Posted: 11 Apr 2013, 11:16
Yesterday, during the day, I had a hard boiled egg for breakfast, a can of Progresso Savory Soup w/barley for lunch (120 Cal), a full cucumber sliced like chips for a snack (surprisingly filling), and Basil Pesto Tilapia (I get from costco - 120 cal for a piece) on a bed of fresh spinach, a full tomato and shredded carrots. I drizzled this balsamic dressing on the lettuce that is only 15 cals for 2 tbs. My whole day came out to 501 cals and I did not have to go through a hunger wave. I try to wait until I feel hunger in my belly before I eat to space out my intake.

Joined: Feb 13
Posts: 662

Posted: 12 Apr 2013, 03:39
I'm a fan of non-fat yoghurt (50 kcal per 100g). I have a 200g serving for breakfast. It's filling, tasty and a protein portion.
I also use the same yoghurt to make 'cacuk' which is basically a small amount of grated cucumber with 50g of non-fat yoghurt and cold water mixed together to be like a cold soup. It makes a 250ml bowl of cacuk at 55 kcal.
Cacuk is an excellent starter to a main meal or a side dish that goes lovely with red meat, spicy stews or salads.
Like cosmospacemonkey, I like eggs and tuna on fast day evening meals with oodles of salad and a bowl of cacuk just tops it off. I am full, satisfied and go to bed contented.
I usually eat between 425 kcal and 475 kcal on a fast day.
"You are what you eat, so don't be fast, cheap, easy or fake!"

Joined: Aug 10
Posts: 657

Posted: 15 Apr 2013, 11:32
Protein helps you feel full so each meal I make sure I get some protein. I do breakfast and lunch at around 100 calories each, then have a decent dinner. I stay away from breads/cerals/rice as the calories add up quicker.
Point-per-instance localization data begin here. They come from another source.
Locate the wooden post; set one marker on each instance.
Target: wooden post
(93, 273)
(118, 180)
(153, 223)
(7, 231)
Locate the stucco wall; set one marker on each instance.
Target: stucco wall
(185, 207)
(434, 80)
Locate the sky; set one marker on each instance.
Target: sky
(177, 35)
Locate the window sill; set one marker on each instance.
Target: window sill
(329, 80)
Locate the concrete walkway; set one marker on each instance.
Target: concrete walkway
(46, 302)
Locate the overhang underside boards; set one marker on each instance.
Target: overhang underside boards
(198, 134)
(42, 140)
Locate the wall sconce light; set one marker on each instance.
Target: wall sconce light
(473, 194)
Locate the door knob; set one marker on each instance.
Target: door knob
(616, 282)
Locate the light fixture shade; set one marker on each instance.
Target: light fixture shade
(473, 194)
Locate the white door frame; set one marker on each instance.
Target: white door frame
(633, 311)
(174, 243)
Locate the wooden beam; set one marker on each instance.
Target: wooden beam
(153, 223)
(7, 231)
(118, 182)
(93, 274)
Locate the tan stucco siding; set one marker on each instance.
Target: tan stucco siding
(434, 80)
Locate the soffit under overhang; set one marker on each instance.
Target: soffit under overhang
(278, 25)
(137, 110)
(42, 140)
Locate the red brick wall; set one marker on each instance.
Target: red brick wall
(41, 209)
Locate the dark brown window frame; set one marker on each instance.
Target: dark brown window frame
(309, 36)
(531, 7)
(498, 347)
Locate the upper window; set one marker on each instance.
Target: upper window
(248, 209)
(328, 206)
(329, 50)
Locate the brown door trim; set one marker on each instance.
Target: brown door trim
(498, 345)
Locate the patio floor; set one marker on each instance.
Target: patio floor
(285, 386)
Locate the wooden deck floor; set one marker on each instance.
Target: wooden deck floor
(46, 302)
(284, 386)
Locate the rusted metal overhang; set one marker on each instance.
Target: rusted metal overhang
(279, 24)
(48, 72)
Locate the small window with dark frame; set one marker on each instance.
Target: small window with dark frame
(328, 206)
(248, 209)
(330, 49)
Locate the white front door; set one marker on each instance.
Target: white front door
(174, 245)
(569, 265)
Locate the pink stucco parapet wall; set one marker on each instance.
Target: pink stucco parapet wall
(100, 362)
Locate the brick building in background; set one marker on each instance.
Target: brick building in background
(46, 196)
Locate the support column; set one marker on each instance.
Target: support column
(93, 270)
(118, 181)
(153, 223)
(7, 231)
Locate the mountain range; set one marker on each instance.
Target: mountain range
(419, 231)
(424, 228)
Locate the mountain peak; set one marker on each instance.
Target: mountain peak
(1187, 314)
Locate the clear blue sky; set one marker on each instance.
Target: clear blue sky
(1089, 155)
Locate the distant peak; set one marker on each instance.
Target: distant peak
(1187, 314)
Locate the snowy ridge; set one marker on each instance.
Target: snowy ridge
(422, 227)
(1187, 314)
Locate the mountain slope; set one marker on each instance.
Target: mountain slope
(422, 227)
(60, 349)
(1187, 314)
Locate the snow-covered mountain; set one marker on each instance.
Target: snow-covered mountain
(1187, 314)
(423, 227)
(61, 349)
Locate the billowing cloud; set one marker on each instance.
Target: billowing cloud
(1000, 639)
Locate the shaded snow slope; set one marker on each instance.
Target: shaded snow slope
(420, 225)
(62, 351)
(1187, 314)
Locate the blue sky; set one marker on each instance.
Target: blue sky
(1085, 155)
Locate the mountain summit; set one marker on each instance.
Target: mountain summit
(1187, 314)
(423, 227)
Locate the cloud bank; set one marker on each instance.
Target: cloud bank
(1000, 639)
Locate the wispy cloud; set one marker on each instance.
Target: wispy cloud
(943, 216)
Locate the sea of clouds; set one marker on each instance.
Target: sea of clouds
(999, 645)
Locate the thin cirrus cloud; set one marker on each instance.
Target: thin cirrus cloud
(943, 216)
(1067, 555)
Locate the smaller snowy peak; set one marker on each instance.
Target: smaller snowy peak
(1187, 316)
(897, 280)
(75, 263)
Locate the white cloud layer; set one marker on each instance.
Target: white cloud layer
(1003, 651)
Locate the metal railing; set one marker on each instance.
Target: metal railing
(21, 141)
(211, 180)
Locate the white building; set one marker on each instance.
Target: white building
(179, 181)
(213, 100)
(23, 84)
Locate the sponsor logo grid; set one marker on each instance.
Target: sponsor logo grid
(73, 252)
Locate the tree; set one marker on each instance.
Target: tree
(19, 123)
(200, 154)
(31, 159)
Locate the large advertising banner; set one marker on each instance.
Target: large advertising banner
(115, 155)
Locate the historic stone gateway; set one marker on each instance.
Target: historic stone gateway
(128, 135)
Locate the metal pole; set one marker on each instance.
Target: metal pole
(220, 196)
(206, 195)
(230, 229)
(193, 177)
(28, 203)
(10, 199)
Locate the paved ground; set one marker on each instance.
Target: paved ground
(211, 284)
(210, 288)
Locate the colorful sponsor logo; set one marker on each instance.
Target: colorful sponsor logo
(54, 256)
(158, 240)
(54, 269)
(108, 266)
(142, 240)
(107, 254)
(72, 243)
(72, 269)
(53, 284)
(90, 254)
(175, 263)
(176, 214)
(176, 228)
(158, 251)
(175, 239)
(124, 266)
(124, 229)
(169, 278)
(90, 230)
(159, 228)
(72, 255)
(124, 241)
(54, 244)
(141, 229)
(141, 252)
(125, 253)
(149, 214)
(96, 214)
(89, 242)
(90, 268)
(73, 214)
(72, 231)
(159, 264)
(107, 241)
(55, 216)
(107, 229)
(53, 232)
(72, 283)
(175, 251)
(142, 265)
On fast days, my standard breakfast is 1/2 cup cottage cheese, celery sticks. My lunch is usually a fish (4 oz baked swai, pouch of tuna or salmon) on 2 cups of greens and a very small amount of EVOO with some italian seasons or a low-fat dressing. Like I said, that gives me 300 calories for dinner which is usually a protein and more greens with veggies.

Joined: Apr 13
Posts: 1

Posted: 16 Apr 2013, 20:18
I recommend chicken broth with lots of aromatics: green onion, cilantro, garlic, ginger, napa cabbage, bok choy or spinach, broccoli or any other veggies - with a little chicken breast if you have it, this feels like a good sized meal for very few calories. Agree on the herbal tea, you can do fresh ginger/lemon in water as a nice tea also. I can't get through without at least one stevia soda (Zevia or Blue Sky), it doesn't seem to mess with the blood sugar like splenda or nutrasweet. Some days are harder than others, but if I can get enough sleep and take a walk in the evening that makes it much easier.

Joined: Apr 13
Posts: 14

Posted: 21 Apr 2013, 16:54
Thanks for sharing everyone. Smile

Joined: Apr 13
Posts: 7

Posted: 25 Apr 2013, 09:56
im finding stirfry vegatables is the way to go for me. large helping has hardly any calories. i use low salt soy and teriyaki sauce. lots of flaver!